The Tesla logo on a Model 3 at a car show on October 3, 2018 in Paris. (AP Photo/Christophe Ena, File)
PA
Tesla delivered its first electric trucks to PepsiCo on Thursday, more than three years after the company planned to start making the vehicles.
The Austin, Texas-based company formally delivered the trucks to a factory located near Reno, Nevada. The event was broadcast live on Twitter, a platform owned by Elon Musk.
Musk drove one of the three Tesla trucks in front of a crowd gathered inside the factory. One of the vehicles was white, the other bore the Pepsi logo, and the third was painted in Frito-Lay colors.
PepsiCo, based in Purchase, New York, is part of a zero-emission charging project at Frito-Lay’s Modesto, California facility. The project is funded by a $15.4 million clean charging technologies grant from the California Air Resources Board, which includes 15 Tesla electric tractor-trailers and other electric or natural gas-powered vehicles.
Electric trucks would also be eligible for a federal tax credit of up to $40,000.
During his presentation of the Tesla trucks in November 2017, Musk said that production would start in 2019 and that the vehicles would be able to follow each other autonomously as part of a caravan.
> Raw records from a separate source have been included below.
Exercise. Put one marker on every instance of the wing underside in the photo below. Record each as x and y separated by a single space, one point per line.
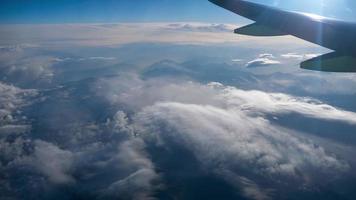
330 33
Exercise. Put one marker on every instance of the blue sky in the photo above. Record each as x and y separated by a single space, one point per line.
78 11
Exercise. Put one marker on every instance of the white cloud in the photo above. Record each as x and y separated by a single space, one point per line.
53 162
299 56
262 61
139 183
227 129
125 33
12 99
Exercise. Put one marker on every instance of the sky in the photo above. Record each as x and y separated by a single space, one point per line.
89 11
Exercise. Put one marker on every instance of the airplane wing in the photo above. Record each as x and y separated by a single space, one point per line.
333 34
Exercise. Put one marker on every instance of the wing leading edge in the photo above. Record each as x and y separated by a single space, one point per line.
333 34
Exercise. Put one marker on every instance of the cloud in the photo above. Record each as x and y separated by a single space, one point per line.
139 184
12 100
64 35
299 56
262 61
228 129
25 66
201 27
53 162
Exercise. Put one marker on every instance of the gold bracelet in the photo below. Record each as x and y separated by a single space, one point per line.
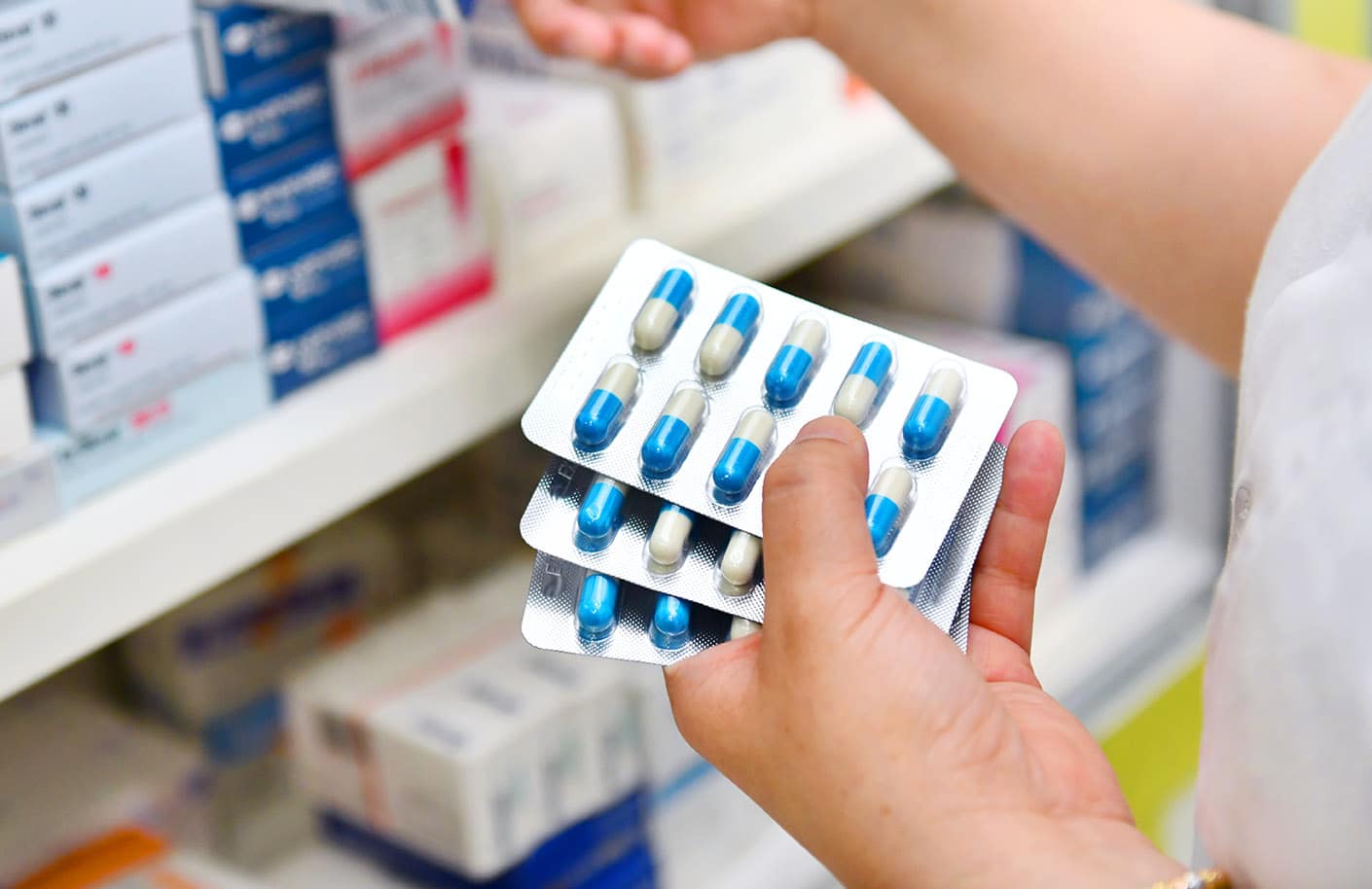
1197 879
But during Tesla’s third-quarter earnings conference call last October, the businessman said the company’s “Autonomous Driving” system wasn’t quite ready.
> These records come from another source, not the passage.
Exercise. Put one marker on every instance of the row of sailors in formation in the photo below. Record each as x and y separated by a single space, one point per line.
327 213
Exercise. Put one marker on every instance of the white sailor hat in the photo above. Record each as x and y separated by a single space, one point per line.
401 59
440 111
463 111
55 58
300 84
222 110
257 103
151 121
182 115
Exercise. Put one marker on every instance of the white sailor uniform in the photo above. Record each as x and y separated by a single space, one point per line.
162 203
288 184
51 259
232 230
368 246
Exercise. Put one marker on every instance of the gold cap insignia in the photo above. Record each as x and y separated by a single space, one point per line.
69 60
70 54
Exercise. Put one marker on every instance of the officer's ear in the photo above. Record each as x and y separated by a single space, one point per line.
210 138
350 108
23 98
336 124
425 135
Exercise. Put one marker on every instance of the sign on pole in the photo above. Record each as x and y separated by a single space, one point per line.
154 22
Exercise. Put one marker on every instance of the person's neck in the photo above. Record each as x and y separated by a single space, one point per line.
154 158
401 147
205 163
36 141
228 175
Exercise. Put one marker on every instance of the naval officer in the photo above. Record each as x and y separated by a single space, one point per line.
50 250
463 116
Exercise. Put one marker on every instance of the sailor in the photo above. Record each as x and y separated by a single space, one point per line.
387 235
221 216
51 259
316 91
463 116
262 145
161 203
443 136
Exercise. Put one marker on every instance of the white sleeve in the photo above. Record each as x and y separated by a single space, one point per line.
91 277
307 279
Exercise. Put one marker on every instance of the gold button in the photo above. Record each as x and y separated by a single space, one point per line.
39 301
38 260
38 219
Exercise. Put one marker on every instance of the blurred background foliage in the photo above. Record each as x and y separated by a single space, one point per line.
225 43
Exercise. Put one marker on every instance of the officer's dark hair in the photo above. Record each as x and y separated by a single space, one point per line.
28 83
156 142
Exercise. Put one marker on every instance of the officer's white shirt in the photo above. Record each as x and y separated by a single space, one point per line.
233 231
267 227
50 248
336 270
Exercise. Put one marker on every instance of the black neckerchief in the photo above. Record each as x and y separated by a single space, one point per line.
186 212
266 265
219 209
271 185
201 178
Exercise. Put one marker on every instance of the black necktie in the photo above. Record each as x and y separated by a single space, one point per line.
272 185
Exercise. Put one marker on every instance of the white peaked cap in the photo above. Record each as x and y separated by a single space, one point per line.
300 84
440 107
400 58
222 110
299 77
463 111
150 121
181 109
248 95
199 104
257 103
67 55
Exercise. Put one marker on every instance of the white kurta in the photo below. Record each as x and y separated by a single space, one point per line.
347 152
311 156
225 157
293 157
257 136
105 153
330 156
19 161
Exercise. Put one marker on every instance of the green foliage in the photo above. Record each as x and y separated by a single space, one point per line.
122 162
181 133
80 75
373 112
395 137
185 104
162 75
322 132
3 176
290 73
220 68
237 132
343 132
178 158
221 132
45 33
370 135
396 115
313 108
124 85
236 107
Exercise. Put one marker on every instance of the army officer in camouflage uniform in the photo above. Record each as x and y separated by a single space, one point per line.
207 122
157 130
Musk reported that the truck has a range of 800 kilometers (500 miles) per load when carrying a load of 37,000 kilograms (82,000 pounds). The company plans to ramp up production to build 50,000 trucks in North America by 2024.
Competing companies working on hydrogen-powered trucks say battery-powered trucks are useless for long-haul services because the huge batteries take so long to charge. Musk said that hydrogen is not needed in heavy cargo transport.